玄関に飛び込んでバタンとドアを閉めて、肩で息をしながら立ち尽くす。
…何やってんだろ。
バカじゃないの、急にあんな変な態度とって。
でもほんとに、顔が近づいたり、背中を押されたりしたのに驚いて…。
いつものことなのに。
萌黄歩くのおせぇぞって、あたしの背中押すのなんて毎日のことなのに。
珍しくなんかないのに。
自分の気持ちがわかんない。
心がぐちゃぐちゃになってきて、気づいたらごしごしと両手で涙を拭ってた。
…昴、傷ついたかな。
それとも、なんなんだあいつめって、それくらいで済ませてくれるかな。
涙は止まらなかった。
苦しくて、なんだか、いてもたってもいられなくなって、だけど動けない自分がいて…。
あたし、昴のこと好きなのかな、。
ねえ、好きってこういうこと?
昴といると安心できて、何でも言えて…。
こういうことなの?
誰か教えてよ。
じゃああたし、今まではどんな気持ちだったんだっけ。
好きなのに、15年も気づかなかったの?
そんなの、ありえないよ…。
でも、あたし…。
昴がいなくなったらきっと、生きていけないよ…。
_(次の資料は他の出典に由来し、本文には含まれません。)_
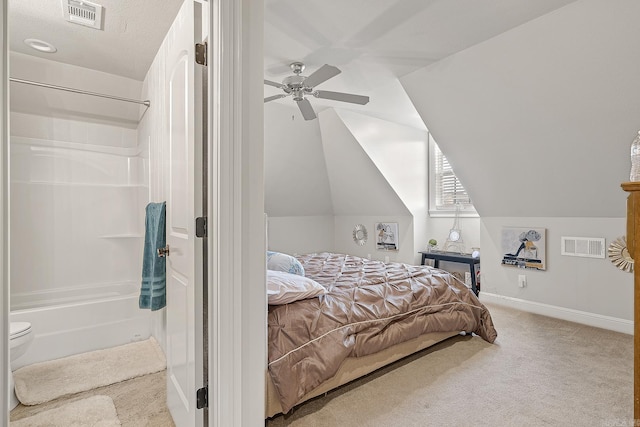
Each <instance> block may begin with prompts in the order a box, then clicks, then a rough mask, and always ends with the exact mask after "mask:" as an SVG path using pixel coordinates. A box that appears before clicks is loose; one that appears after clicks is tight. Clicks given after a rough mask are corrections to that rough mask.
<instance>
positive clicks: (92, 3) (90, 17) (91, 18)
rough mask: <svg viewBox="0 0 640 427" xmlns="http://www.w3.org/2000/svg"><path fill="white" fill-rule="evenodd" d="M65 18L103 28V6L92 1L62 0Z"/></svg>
mask: <svg viewBox="0 0 640 427" xmlns="http://www.w3.org/2000/svg"><path fill="white" fill-rule="evenodd" d="M62 9H63V10H64V18H65V19H66V20H67V21H69V22H72V23H74V24H80V25H84V26H86V27H91V28H96V29H98V30H101V29H102V6H101V5H99V4H96V3H91V2H90V1H80V0H62Z"/></svg>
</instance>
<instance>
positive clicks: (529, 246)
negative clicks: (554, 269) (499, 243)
mask: <svg viewBox="0 0 640 427" xmlns="http://www.w3.org/2000/svg"><path fill="white" fill-rule="evenodd" d="M501 244H502V254H503V256H502V265H505V266H508V267H517V268H526V269H532V270H546V269H547V263H546V229H544V228H530V227H503V228H502V234H501Z"/></svg>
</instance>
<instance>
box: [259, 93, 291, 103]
mask: <svg viewBox="0 0 640 427" xmlns="http://www.w3.org/2000/svg"><path fill="white" fill-rule="evenodd" d="M285 96H287V95H285V94H281V95H273V96H268V97H266V98H265V99H264V102H269V101H274V100H276V99H280V98H284V97H285Z"/></svg>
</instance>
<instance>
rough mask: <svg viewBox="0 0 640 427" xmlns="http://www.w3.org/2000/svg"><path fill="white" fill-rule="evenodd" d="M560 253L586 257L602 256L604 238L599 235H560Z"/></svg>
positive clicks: (603, 247) (568, 254)
mask: <svg viewBox="0 0 640 427" xmlns="http://www.w3.org/2000/svg"><path fill="white" fill-rule="evenodd" d="M561 239H562V240H561V244H562V247H561V248H560V253H561V254H562V255H569V256H580V257H586V258H604V254H605V245H604V238H600V237H564V236H563V237H561Z"/></svg>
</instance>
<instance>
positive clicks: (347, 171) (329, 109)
mask: <svg viewBox="0 0 640 427" xmlns="http://www.w3.org/2000/svg"><path fill="white" fill-rule="evenodd" d="M318 120H319V123H320V130H321V133H322V144H323V149H324V155H325V162H326V166H327V173H328V176H329V185H330V188H331V200H332V204H333V212H334V214H335V215H408V214H409V210H408V209H407V207H406V206H405V205H404V204H403V203H402V201H401V200H400V198H399V197H398V195H397V194H396V192H395V191H394V190H393V188H392V187H391V185H390V184H389V182H388V181H387V180H386V179H385V177H384V176H383V175H382V174H381V173H380V171H379V170H378V168H377V167H376V166H375V164H374V163H373V162H372V160H371V158H369V156H367V154H366V152H365V151H364V150H363V149H362V147H361V146H360V144H359V143H358V141H357V140H356V138H355V137H354V136H353V134H352V133H351V132H350V131H349V129H348V128H347V127H346V125H345V124H344V122H343V121H342V120H341V119H340V117H339V116H338V115H337V114H336V112H335V111H334V110H333V109H326V110H324V111H322V112H320V113H319V114H318Z"/></svg>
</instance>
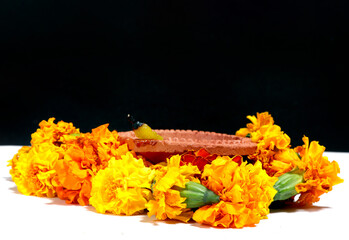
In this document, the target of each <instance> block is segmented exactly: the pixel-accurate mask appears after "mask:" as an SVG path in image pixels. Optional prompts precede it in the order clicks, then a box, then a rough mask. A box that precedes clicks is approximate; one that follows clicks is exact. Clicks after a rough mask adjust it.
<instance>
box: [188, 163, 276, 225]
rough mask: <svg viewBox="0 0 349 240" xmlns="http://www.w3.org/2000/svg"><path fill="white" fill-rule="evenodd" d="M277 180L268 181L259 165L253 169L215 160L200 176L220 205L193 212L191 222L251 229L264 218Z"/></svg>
mask: <svg viewBox="0 0 349 240" xmlns="http://www.w3.org/2000/svg"><path fill="white" fill-rule="evenodd" d="M276 180H277V178H275V177H269V176H268V174H267V173H266V172H265V170H263V169H262V165H261V163H260V162H256V163H255V164H254V165H252V164H247V163H246V162H242V164H241V165H240V166H239V164H238V163H236V162H234V161H232V159H231V158H229V157H227V156H223V157H217V159H216V160H214V161H213V162H212V163H211V164H207V165H206V166H205V168H204V172H203V173H202V184H203V185H204V186H206V187H207V188H208V189H210V190H212V191H213V192H215V193H216V194H217V195H218V196H219V197H220V200H221V201H220V202H219V203H216V204H212V205H206V206H203V207H201V208H199V209H198V210H197V211H195V213H194V215H193V219H194V220H195V221H197V222H199V223H203V224H208V225H211V226H215V227H217V226H218V227H227V228H228V227H231V228H242V227H244V226H254V225H255V224H257V223H259V221H260V219H263V218H266V215H267V214H268V213H269V205H270V203H271V202H272V201H273V197H274V195H275V194H276V190H275V189H274V188H273V185H274V183H275V182H276Z"/></svg>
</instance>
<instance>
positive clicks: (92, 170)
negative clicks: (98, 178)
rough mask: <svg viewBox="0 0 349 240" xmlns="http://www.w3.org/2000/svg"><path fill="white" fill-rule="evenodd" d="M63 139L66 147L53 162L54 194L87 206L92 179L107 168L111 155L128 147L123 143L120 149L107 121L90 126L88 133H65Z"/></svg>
mask: <svg viewBox="0 0 349 240" xmlns="http://www.w3.org/2000/svg"><path fill="white" fill-rule="evenodd" d="M67 137H68V138H69V139H67ZM63 139H64V141H63V143H62V145H61V148H63V149H66V150H65V152H64V158H62V159H59V160H58V161H57V163H56V165H55V170H56V173H57V175H56V177H55V178H54V184H55V186H56V190H57V195H58V197H59V198H61V199H64V200H66V202H67V203H79V204H80V205H88V204H89V198H90V196H91V195H90V192H91V187H92V185H91V178H92V177H93V176H95V175H96V174H97V172H98V171H99V170H101V169H104V168H106V167H107V166H108V162H109V160H110V159H111V158H112V157H114V158H116V159H120V157H121V154H125V153H126V152H128V148H127V146H126V145H123V146H122V147H121V148H120V149H119V147H120V143H119V141H118V134H117V132H116V131H113V132H110V131H109V130H108V124H104V125H101V126H99V127H97V128H95V129H93V130H92V132H91V133H85V134H79V135H78V136H76V137H75V138H72V139H71V138H70V136H67V135H66V136H64V137H63ZM119 154H120V155H119Z"/></svg>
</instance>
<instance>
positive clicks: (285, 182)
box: [274, 168, 304, 201]
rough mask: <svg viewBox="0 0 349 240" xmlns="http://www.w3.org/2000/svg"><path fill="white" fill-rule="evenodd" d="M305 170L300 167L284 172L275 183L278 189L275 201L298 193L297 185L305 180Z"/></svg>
mask: <svg viewBox="0 0 349 240" xmlns="http://www.w3.org/2000/svg"><path fill="white" fill-rule="evenodd" d="M303 175H304V171H302V170H299V169H298V168H296V169H294V170H292V171H290V172H287V173H284V174H283V175H281V176H280V177H279V179H278V180H277V181H276V183H275V184H274V188H275V189H276V190H277V191H278V192H277V193H276V195H275V196H274V201H278V200H286V199H289V198H291V197H293V196H295V195H297V194H298V192H297V190H296V185H297V184H299V183H303V182H304V178H303Z"/></svg>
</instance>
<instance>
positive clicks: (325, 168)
mask: <svg viewBox="0 0 349 240" xmlns="http://www.w3.org/2000/svg"><path fill="white" fill-rule="evenodd" d="M303 142H304V145H303V146H302V147H297V148H296V149H295V150H296V151H297V153H298V154H299V155H300V157H301V160H299V158H298V159H297V160H295V165H296V166H297V167H298V168H299V169H300V170H303V171H304V175H303V178H304V182H303V183H299V184H297V185H296V190H297V192H298V193H300V194H301V195H300V197H299V199H298V200H297V203H298V204H300V205H312V204H313V203H314V202H317V201H319V200H320V198H319V197H320V195H322V194H323V193H327V192H329V191H331V190H332V187H333V186H334V185H336V184H339V183H342V182H343V179H341V178H340V177H338V176H337V175H338V173H339V172H340V169H339V166H338V163H337V162H336V161H332V162H330V161H329V160H328V158H327V157H324V156H323V153H324V151H325V147H324V146H321V145H319V142H317V141H312V142H311V143H310V144H309V138H308V137H306V136H304V137H303Z"/></svg>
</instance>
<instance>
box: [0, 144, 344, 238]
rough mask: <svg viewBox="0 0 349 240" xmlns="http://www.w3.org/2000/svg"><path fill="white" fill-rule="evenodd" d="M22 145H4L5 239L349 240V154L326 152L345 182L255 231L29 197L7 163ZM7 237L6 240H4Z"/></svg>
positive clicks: (0, 208) (1, 222) (4, 199)
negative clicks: (27, 195) (214, 239)
mask: <svg viewBox="0 0 349 240" xmlns="http://www.w3.org/2000/svg"><path fill="white" fill-rule="evenodd" d="M18 149H19V146H0V220H1V222H0V239H21V238H25V239H152V240H154V239H178V240H181V239H201V240H204V239H217V240H218V239H224V240H225V239H236V240H237V239H239V240H242V239H253V237H254V238H255V239H282V240H283V239H316V240H317V239H329V238H335V239H348V233H349V220H348V214H349V207H348V206H349V194H348V184H349V183H348V182H349V180H348V179H349V178H348V176H349V153H336V152H325V155H326V156H328V157H329V159H330V160H336V161H337V162H338V163H339V166H340V168H341V173H340V177H341V178H343V179H344V183H342V184H339V185H336V186H334V188H333V191H332V192H330V193H328V194H324V195H322V196H321V200H320V201H319V202H318V203H316V204H315V206H313V207H311V208H307V209H284V210H272V211H271V213H270V214H269V215H268V219H265V220H262V221H261V222H260V223H259V224H258V225H257V226H256V227H246V228H243V229H221V228H213V227H208V226H205V225H201V224H198V223H195V222H191V223H181V222H177V221H157V220H155V219H154V218H148V217H147V215H140V216H115V215H105V214H98V213H96V212H95V211H94V208H93V207H91V206H89V207H82V206H79V205H67V204H65V202H64V201H62V200H60V199H58V198H52V199H50V198H39V197H31V196H24V195H22V194H20V193H19V192H18V191H17V188H16V185H15V184H14V182H12V180H11V175H10V174H9V169H10V168H9V167H6V166H7V161H8V160H9V159H11V158H12V157H13V155H14V154H15V153H16V152H17V150H18ZM4 237H5V238H4Z"/></svg>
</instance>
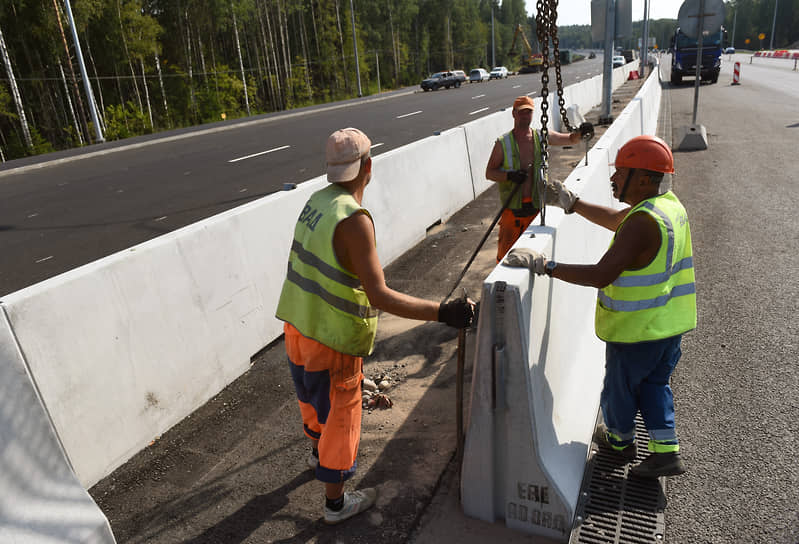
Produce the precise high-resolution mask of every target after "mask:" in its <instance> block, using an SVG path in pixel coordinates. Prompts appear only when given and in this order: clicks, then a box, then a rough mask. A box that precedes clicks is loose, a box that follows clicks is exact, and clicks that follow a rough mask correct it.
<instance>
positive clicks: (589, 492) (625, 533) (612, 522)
mask: <svg viewBox="0 0 799 544" xmlns="http://www.w3.org/2000/svg"><path fill="white" fill-rule="evenodd" d="M635 434H636V440H637V441H638V446H639V447H638V458H637V459H636V461H635V462H636V463H637V462H640V461H642V460H643V459H644V458H645V457H646V456H647V455H648V451H647V449H646V447H641V446H642V445H645V444H646V443H647V442H648V441H649V436H648V435H647V432H646V428H645V427H644V422H643V420H642V419H641V416H640V415H638V416H636V419H635ZM632 465H633V463H628V464H626V465H623V464H620V463H619V461H618V460H617V458H616V456H614V454H613V453H612V452H611V451H610V450H609V449H605V446H601V447H600V446H597V445H596V444H593V445H592V454H591V456H590V458H589V461H588V464H587V467H586V471H585V477H584V479H583V488H582V489H581V491H580V501H579V503H578V505H577V515H576V518H575V519H576V522H575V526H574V530H573V531H572V534H571V538H570V539H569V543H570V544H610V543H613V544H627V543H631V544H648V543H662V542H664V541H665V538H664V537H665V522H664V515H663V511H664V509H665V508H666V487H665V486H666V479H665V478H659V479H657V480H654V479H644V478H637V477H635V476H632V475H631V474H630V467H631V466H632Z"/></svg>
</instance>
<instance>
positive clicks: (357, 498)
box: [325, 487, 377, 525]
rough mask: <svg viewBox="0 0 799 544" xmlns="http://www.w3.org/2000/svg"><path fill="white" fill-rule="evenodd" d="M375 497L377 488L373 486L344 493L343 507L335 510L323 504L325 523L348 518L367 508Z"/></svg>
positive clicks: (369, 505)
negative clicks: (364, 488)
mask: <svg viewBox="0 0 799 544" xmlns="http://www.w3.org/2000/svg"><path fill="white" fill-rule="evenodd" d="M376 498H377V490H376V489H375V488H374V487H367V488H366V489H361V490H359V491H352V492H346V493H344V507H343V508H342V509H341V510H339V511H338V512H336V511H335V510H331V509H330V508H328V507H327V506H325V523H327V524H328V525H335V524H336V523H341V522H342V521H344V520H345V519H349V518H351V517H352V516H354V515H356V514H360V513H361V512H363V511H364V510H368V509H369V508H370V507H371V506H372V505H373V504H374V503H375V499H376Z"/></svg>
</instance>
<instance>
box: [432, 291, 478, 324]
mask: <svg viewBox="0 0 799 544" xmlns="http://www.w3.org/2000/svg"><path fill="white" fill-rule="evenodd" d="M472 318H474V309H473V308H472V305H471V303H469V302H468V301H467V300H466V297H462V298H459V299H456V300H451V301H449V302H442V303H441V305H440V306H439V307H438V320H439V321H441V322H442V323H446V324H447V325H449V326H450V327H455V328H456V329H465V328H466V327H468V326H469V325H471V324H472Z"/></svg>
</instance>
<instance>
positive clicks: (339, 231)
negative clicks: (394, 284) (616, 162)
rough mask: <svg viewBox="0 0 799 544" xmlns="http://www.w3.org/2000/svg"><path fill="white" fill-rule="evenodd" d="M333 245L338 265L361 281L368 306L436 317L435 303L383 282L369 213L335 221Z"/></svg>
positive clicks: (398, 312)
mask: <svg viewBox="0 0 799 544" xmlns="http://www.w3.org/2000/svg"><path fill="white" fill-rule="evenodd" d="M333 247H334V249H335V252H336V257H337V258H338V260H339V262H340V263H341V265H342V266H343V267H344V268H346V269H347V270H349V271H350V272H352V273H353V274H355V275H356V276H358V278H359V279H360V280H361V284H362V285H363V288H364V290H365V291H366V296H367V297H369V302H370V303H371V304H372V306H374V307H375V308H378V309H380V310H383V311H386V312H389V313H391V314H394V315H398V316H400V317H406V318H409V319H420V320H423V321H437V320H438V306H439V305H438V303H437V302H432V301H429V300H423V299H420V298H416V297H412V296H410V295H405V294H403V293H400V292H398V291H395V290H393V289H391V288H389V287H388V286H387V285H386V278H385V275H384V274H383V267H382V266H381V265H380V260H379V259H378V257H377V249H376V248H375V234H374V225H373V224H372V220H371V219H370V218H369V216H367V215H366V214H363V213H357V214H355V215H353V216H351V217H348V218H347V219H345V220H344V221H342V222H341V223H339V225H338V227H336V232H335V234H334V236H333Z"/></svg>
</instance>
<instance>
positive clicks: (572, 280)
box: [552, 213, 660, 288]
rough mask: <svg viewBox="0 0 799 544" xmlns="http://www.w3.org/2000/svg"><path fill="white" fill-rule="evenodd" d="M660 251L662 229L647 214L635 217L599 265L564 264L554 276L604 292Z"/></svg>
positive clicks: (635, 214)
mask: <svg viewBox="0 0 799 544" xmlns="http://www.w3.org/2000/svg"><path fill="white" fill-rule="evenodd" d="M659 249H660V229H659V228H658V226H657V224H656V223H655V221H654V220H653V219H652V218H651V217H649V216H648V215H646V214H643V213H636V214H634V215H633V216H632V217H631V218H630V219H629V220H628V221H627V222H626V223H625V224H624V226H623V227H622V228H621V230H620V231H619V233H618V234H617V235H616V240H615V242H614V243H613V245H612V246H610V248H609V249H608V251H607V252H606V253H605V254H604V255H603V256H602V258H601V259H600V260H599V262H598V263H597V264H593V265H577V264H561V263H558V266H557V267H556V268H555V270H554V271H553V272H552V276H553V277H555V278H558V279H559V280H563V281H567V282H569V283H575V284H577V285H586V286H589V287H597V288H602V287H605V286H606V285H609V284H611V283H613V281H614V280H615V279H616V278H618V277H619V276H620V275H621V273H622V272H624V271H625V270H627V269H636V268H643V267H645V266H646V265H648V264H649V263H650V262H651V261H652V259H654V258H655V256H656V255H657V252H658V250H659Z"/></svg>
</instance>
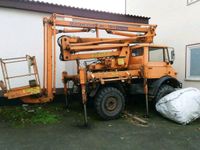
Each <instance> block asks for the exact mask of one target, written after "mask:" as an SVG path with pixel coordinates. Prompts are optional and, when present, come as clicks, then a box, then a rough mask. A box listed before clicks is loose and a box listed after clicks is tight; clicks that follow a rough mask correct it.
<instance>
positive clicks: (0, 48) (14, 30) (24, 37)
mask: <svg viewBox="0 0 200 150" xmlns="http://www.w3.org/2000/svg"><path fill="white" fill-rule="evenodd" d="M49 15H50V14H43V13H37V12H31V11H23V10H16V9H7V8H0V20H1V26H0V36H1V38H0V39H1V40H0V58H12V57H22V56H25V55H26V54H28V55H31V56H36V60H37V64H38V69H39V76H40V80H41V81H42V77H43V72H42V71H43V22H42V20H43V17H44V16H49ZM57 49H58V48H57ZM58 55H59V51H57V56H58ZM71 65H72V64H71V63H70V62H68V65H66V66H65V63H64V62H61V61H59V59H58V57H57V76H56V77H57V87H63V86H62V81H61V73H62V71H63V70H64V69H65V68H66V69H67V70H68V72H69V73H73V72H74V67H71ZM8 67H9V66H8ZM25 69H26V68H25V67H24V64H23V67H22V66H18V67H15V66H11V69H10V70H11V71H10V72H9V73H11V74H13V75H14V74H15V75H16V74H18V73H23V71H24V70H25ZM26 71H27V70H26ZM0 72H1V71H0ZM0 80H2V74H0ZM11 81H12V84H11V85H12V86H13V87H15V86H19V85H21V84H23V85H24V84H28V81H27V78H21V79H19V80H11ZM20 83H21V84H20ZM41 83H42V82H41Z"/></svg>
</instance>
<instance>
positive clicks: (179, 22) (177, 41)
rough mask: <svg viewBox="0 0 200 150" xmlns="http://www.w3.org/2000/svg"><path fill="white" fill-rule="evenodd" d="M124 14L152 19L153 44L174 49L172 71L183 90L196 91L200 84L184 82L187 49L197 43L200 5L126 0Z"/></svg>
mask: <svg viewBox="0 0 200 150" xmlns="http://www.w3.org/2000/svg"><path fill="white" fill-rule="evenodd" d="M127 13H129V14H134V15H142V16H149V17H151V19H150V23H151V24H157V25H158V27H157V36H156V38H155V41H154V42H155V43H159V44H164V45H169V46H172V47H174V48H175V52H176V60H175V63H174V68H175V69H176V70H177V72H178V79H179V80H181V81H182V82H183V86H184V87H191V86H192V87H197V88H199V89H200V83H199V81H186V80H185V52H186V45H188V44H194V43H200V34H199V33H200V28H199V27H200V21H199V14H200V2H196V3H194V4H192V5H188V6H187V0H173V1H172V0H165V1H160V0H142V1H141V0H127Z"/></svg>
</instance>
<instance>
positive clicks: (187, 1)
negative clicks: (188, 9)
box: [187, 0, 200, 6]
mask: <svg viewBox="0 0 200 150" xmlns="http://www.w3.org/2000/svg"><path fill="white" fill-rule="evenodd" d="M199 1H200V0H195V1H194V2H191V0H187V6H189V5H192V4H194V3H196V2H199Z"/></svg>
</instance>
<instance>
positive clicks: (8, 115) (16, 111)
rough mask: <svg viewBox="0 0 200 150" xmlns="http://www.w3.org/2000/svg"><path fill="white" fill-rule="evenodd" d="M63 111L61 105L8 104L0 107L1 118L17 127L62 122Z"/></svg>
mask: <svg viewBox="0 0 200 150" xmlns="http://www.w3.org/2000/svg"><path fill="white" fill-rule="evenodd" d="M63 111H64V110H63V109H62V106H61V105H60V106H59V105H25V106H6V107H1V108H0V119H1V120H4V121H5V122H8V123H10V124H11V125H13V126H15V127H17V126H28V125H34V124H54V123H59V122H60V120H61V118H62V116H63V115H62V112H63Z"/></svg>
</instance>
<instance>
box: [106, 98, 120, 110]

無理だよ…。
あたしの中の昴は、どんどん大きくなっていってるんだよ。
だけど今さら好きでしたとか、昴にしてみればおかしい話だよね。
迷惑かな。
昴にとってのあたしってなんだろう。
聞きたい。
聞けない。
ぐちゃぐちゃだ。
すとんと崩れるように座った玄関のフローリングは、いつもより冷たい気がした。